Players in the agricultural and fishing industries are turning to cosmetics to help raise the worth of undervalued resources in other industries. ©GettyImages
Players in the agricultural and fishing industries are turning to cosmetics to help raise the worth of undervalued resources in other industries. ©GettyImages

Related tags: biotech, New zealand

Players in the agricultural and fishing industries are turning to cosmetics to help raise the worth of undervalued resources in other industries.

New Zealand hoki is considered one of the best-managed trawl fisheries in the world. Yet it generates a significant amount of waste in the form of its skin.

“Hoki is quite a popular fish, the meat is used in fish fingers and Macdonald’s Fillet-O-Fish patties. But not a lot of value is being created from that,” ​said Iain Hosie, founder and CEO of Revolution Fibres.

Revolution Fibres is a Kiwi firm that produces nanofibres for various industries, from healthcare to aeronautics. The company latest foray is into beauty.

Since 2014, Revolution Fibres has been working with the local fishing industry to create value from the waste generated from the industry.

“Fish skins, in general, are a big waste. There’s a substantial amount of it that’s thrown out. There was a lot of potential to take tonnes of collagen from wasted fish skin and use it in cosmetic,” ​said Hosie.

While Hosie and his team recognised the potential of pure marine collagen in cosmetics, they also envisioned using collagen as a delivery method for active ingredients.

“We saw a lot of unnecessary ingredients in cosmetic products. Our big drive was to find a way to use collagen to replace those ingredients,”​ said Hosie.

Using electrospinning technology, the company created ActiVlayr, a collagen nanofibre which instantly dissolves in contact with moist skin. This eliminates the need for traditional delivery systems such as creams.

“Basically, you can electrospin any active with the collagen. So any active that you carry in a cream or serum can be carried by collagen,”​ explained Hosie.

From surf to turf

Similar instances of undervalued and wasted resources can also be found in agriculture, a powerhouse of the New Zealand economy.

Not valued as much as purebred wool such as Merino, crossbred wool is increasingly being displaced by synthetic materials.

In order to support sheep farmers, the New Zealand Wool Board worked partnered with Lincoln University to research ways to bring value to crossbred wool.

The study found a way to extract keratin that remains bioactive from the wool cortex, creating an active ingredient that has positive effects on skin.

This includes wound-healing, anti-inflammation, collagen stimulation and skin cell proliferation.

Kimberley Bray, founder and managing director of Sub & Tarctic, a brand that utilises this wool keratin, is optimistic of the effects this can have on the wool industry.

“The current impacts from the skin care industry are just in their beginning stages.
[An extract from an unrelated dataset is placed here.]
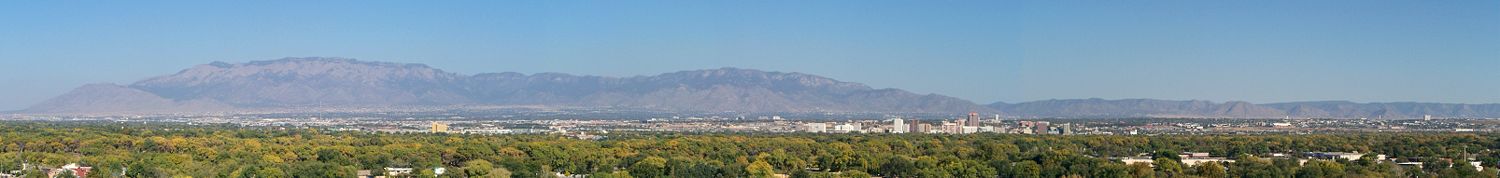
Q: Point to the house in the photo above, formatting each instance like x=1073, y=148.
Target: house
x=398, y=171
x=1344, y=156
There is great potential to make a real difference to the wool industry as recognition of both the ethical and sustainable nature of this material, as well as the real skin benefits backed by science, become more widely recognised.”

Sub & Tarctic also utilise the by-products of other local industries, including Kiwi fruit extracts and sauvignon blanc grapes.

“There is so much cross-pollination of ideas and crossover of value between industries that is possible if we look for the opportunities. I think that is probably easier in New Zealand because we are a relatively small community of producers,” ​said Bray.

The struggle of science

Both Hosie and Bray believe the potential of using biotechnology to more effectively utilise our current resources is immense.

“As an industry, we have the science, we have the understanding and we have the testing methodologies to combine a variety of ingredients in a safe and effective way,” ​said Bray.

Hosie added: “From an electrospinning perspective, we firmly believe this tech has huge amount of promise in life sciences. In cosmetics and medicine as well.”

Currently, the firm is developing a vegan version of ActiVlayr, which utilises botanical ingredients instead of marine collagen to create the fibre.

Hosie believes there are many interesting technologies available that are being hindered by financial barriers.

“Good science doesn’t always make its way into the industry. People want products to be at scale and at a very cheap price almost immediately. But that requires a lot of investment to get from laboratory to market.”

He added: “I see such fantastic materials out there, not just in New Zealand but all over the world. In the hands of the right people, they could transform cosmetics. But they seem to be trapped in the lab, struggling to find their way out.”

Bray added that cosmetic companies and brands must develop solutions that meet consumer needs while remaining sustainable. She stressed that it would be detrimental to do it for the sake of trends.

“There needs to be a balance between the boldness required to look towards alternative resources, a sustainable sourcing ethos and following consumer trends. If you are simply looking at building products to consumer trends in ingredients, it begins to affect the balance of supply. This in itself is inherently unsustainable and damaging to ecosystems.”